Cinéma

Penché dans le vent, un film délicat sur l’univers poétique d’Andy Goldsworthy

Par Elise Kerner-Michaud · lejournaldesarts.fr

Le 21 août 2018 - 784 mots

Thomas Riedelsheimer consacre un deuxième documentaire à l’artiste en forme d’écrin à ses productions et interventions artistiques.

Affiche de <em>Penché dans le vent</em>, de Thomas Riedelsheimer.
Affiche de Penché dans le vent, de Thomas Riedelsheimer.

Le documentaire Penché dans le vent offre une véritable immersion dans l’univers de l’artiste Andy Goldsworthy. Le spectateur découvre la grande variété de sa production, passant d’une œuvre monumentale nécessitant le travail d’un atelier entier à une action éphémère, comme l’ornement des fissures d’un arbre mort avec d’éclatantes feuilles d’orme ou de la neige compactée.
 
L’artiste anglais, né en 1956, vit en Ecosse et s’imprègne de ses paysages : les plaines vallonnées parcourues par les rivières, les forêts denses et humides, les falaises balayées par le vent sont au cœur de sa vie comme de son travail artistique.

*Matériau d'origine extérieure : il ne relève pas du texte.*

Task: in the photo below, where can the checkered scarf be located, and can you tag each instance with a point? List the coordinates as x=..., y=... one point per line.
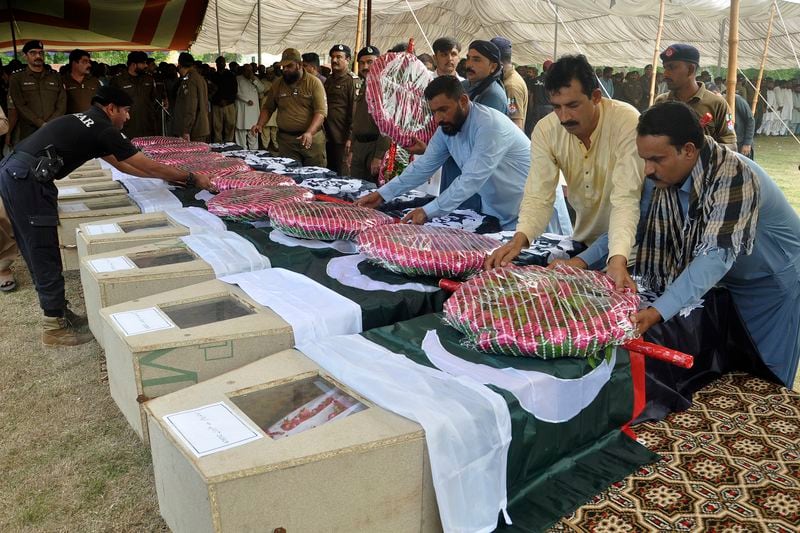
x=722, y=214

Ses œuvres peuvent être qualifiées de Land Art même si les formes variées qu’elles empruntent oscillent entre la sculpture, la performance ou l’installation.
 
Pour le réalisateur Thomas Riedelsheimer, il était important de montrer la diversité et l’évolution du travail de l’artiste à qui il avait consacré un premier film intitulé Rivers and Tides. Interviewé par le site sculpturenature, il explique son intérêt pour les nouveaux projets de l’artiste : « ce nouveau film se penche sur les grands projets qui requièrent aussi une logistique, une machinerie, et sur les œuvres qu’on pourrait considérer comme permanentes. Il a d’autre part commencé à utiliser son corps dans son art et a donc intégré un aspect performatif »

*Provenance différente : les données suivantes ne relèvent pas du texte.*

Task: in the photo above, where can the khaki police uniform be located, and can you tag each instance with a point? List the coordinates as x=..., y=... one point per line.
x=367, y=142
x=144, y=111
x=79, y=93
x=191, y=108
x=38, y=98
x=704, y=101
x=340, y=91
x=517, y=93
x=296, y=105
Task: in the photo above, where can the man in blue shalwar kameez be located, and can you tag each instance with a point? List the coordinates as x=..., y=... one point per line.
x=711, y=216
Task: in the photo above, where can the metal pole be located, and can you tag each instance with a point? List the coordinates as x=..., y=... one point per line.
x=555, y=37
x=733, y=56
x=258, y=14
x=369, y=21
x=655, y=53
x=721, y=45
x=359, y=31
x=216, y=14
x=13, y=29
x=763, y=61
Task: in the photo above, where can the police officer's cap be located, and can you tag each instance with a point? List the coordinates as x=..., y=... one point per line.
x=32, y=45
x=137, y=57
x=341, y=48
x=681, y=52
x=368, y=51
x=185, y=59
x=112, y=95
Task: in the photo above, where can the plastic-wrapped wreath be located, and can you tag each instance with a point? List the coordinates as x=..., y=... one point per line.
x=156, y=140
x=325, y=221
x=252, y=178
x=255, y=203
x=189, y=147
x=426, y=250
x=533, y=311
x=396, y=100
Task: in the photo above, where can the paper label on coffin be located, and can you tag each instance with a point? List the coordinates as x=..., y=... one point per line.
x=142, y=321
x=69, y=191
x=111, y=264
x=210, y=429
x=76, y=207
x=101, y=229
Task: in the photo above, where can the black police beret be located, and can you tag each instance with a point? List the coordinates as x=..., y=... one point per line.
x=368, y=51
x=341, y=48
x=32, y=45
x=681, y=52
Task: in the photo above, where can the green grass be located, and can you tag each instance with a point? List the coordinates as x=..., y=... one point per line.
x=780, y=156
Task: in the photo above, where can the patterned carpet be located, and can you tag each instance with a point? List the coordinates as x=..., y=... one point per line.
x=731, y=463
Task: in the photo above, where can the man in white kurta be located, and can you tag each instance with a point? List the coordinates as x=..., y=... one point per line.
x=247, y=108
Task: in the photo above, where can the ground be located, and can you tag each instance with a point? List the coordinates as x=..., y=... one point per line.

Ressentir au plus près la nature 

Le film est surtout l’occasion d’approcher la démarche de l’artiste, qui éprouve sans cesse son environnement, cherche les connexions, se nourrit d’expériences sensibles sans toujours laisser de traces ou documenter ses gestes. Andy Goldsworthy, qui passe de longs moments à explorer les forêts et plaines, réalise des actions qui l’engagent dans un rapport étroit à la nature : la lente traversée d’une haie, un éblouissant soufflé de pétales, la difficile lutte contre le vent au sommet d’une colline. 

La relation privilégiée entre l’artiste et Thomas Riedelsheimer facilite cette approche intimiste. Après le succès de Rivers and Tides, les deux hommes ne se sont pas vus pendant plus de dix ans. Ce nouveau projet a donc été l’occasion de recréer une collaboration étroite. Le réalisateur a passé trois années à collecter des prises de vue des gestes et des paroles d’Andy Goldsworthy, le filmant aussi bien en plein travail qu’à des moments de repérage ou lors de conversation revenant sur des œuvres déjà produites. 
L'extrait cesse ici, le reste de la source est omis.